Alexander McQueen Fall/Winter 1999
The models were trapped in a box filled with whistling wind; snow was falling down and created the ambiance of an eerie snow globe. In the middle of the runway there was an ice skating rink. McQueen always loved to add visual components to his shows. He was a designer whose love for theatre shined through in his settings as he referenced many different aspects of film, music, and the arts.
Inspired by Stanley Kubrick’s 1980 film The Shining, McQueen named his Fall/Winter 1999 show after the film’s haunted hotel, The Overlook. In the movie, a family of three is care-taking a hotel during a harsh winter. As the plot furthers, we watch the film’s protagonist descend into madness. McQueen has been known for his collections full of deep emotions such as fear, romance and terror. Often referencing his own psychology, McQueen’s creations are reflections of how he is feeling - communicating on indirect levels. He states that his collections “have always been autobiographical, it was like exorcising [his] ghosts.” (Savage Beauty) The intensity of the film fits perfectly with the haunting theme of the presentation. McQueen’s imagination is both dark and light, many times deeply troubled, mischievous and beautiful.

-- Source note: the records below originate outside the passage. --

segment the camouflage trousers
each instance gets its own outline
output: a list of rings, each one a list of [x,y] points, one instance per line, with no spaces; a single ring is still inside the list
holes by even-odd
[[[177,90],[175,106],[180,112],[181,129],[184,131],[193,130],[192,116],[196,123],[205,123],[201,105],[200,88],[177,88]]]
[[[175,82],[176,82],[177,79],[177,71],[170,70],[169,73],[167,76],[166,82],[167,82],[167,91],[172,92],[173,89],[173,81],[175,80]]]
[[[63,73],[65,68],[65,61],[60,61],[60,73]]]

McQueen referenced the redhead twins, including a direct allusion to the film’s infamous characters in the collection. The models all had dark brown wigs, long thin faces, which strike a similarity with the protagonist’s wife, Wendy Torrance. White makeup was smeared across the eyes of the models and symbolized Wendy’s blindness to her husband’s progressing insanity. The pure color also represents snow, winter, and goodness.
The last scene of the movie shows Jack Torrance chasing his son Danny around a maze. A tumultuous snowstorm was in the air. Frostbitten and running for his life, Danny outsmarted his inarticulate, frenzied father. Jack was left frozen, a victim of Mother Nature.
The clothes personified the storm. There were crystal tops, luxurious furs, opulent jacquards, and skirts that had as much detailing as a snowflake. Many times McQueen has channeled the Sublime in his collections. Andrew Bolton explains, “One of the reasons why he loved nature so much was because it was so unpredictable. It is spontaneous; it is something one can never control, and I think that was always something he liked to show in his collections.”
McQueen will be forever known as a designer unafraid to take daring steps. He gathered his inspiration from the most arbitrary of places. The magnificent masterpieces of both McQueen and Kubrick make a wonderful analogy. McQueen’s unconvential fashion was his medium to relate his innermost emotions, ideas, and feelings. He used his collections to challenge the feelings of others. With every collection he pushed the boundaries of fashion. He always used his imagination stating that, “When you design with a buyer in mind, the collection doesn’t work. The danger is that you lose the creativity that drives you.” (Savage Beauty) We are all aware that all work and no play makes Jack a dull boy.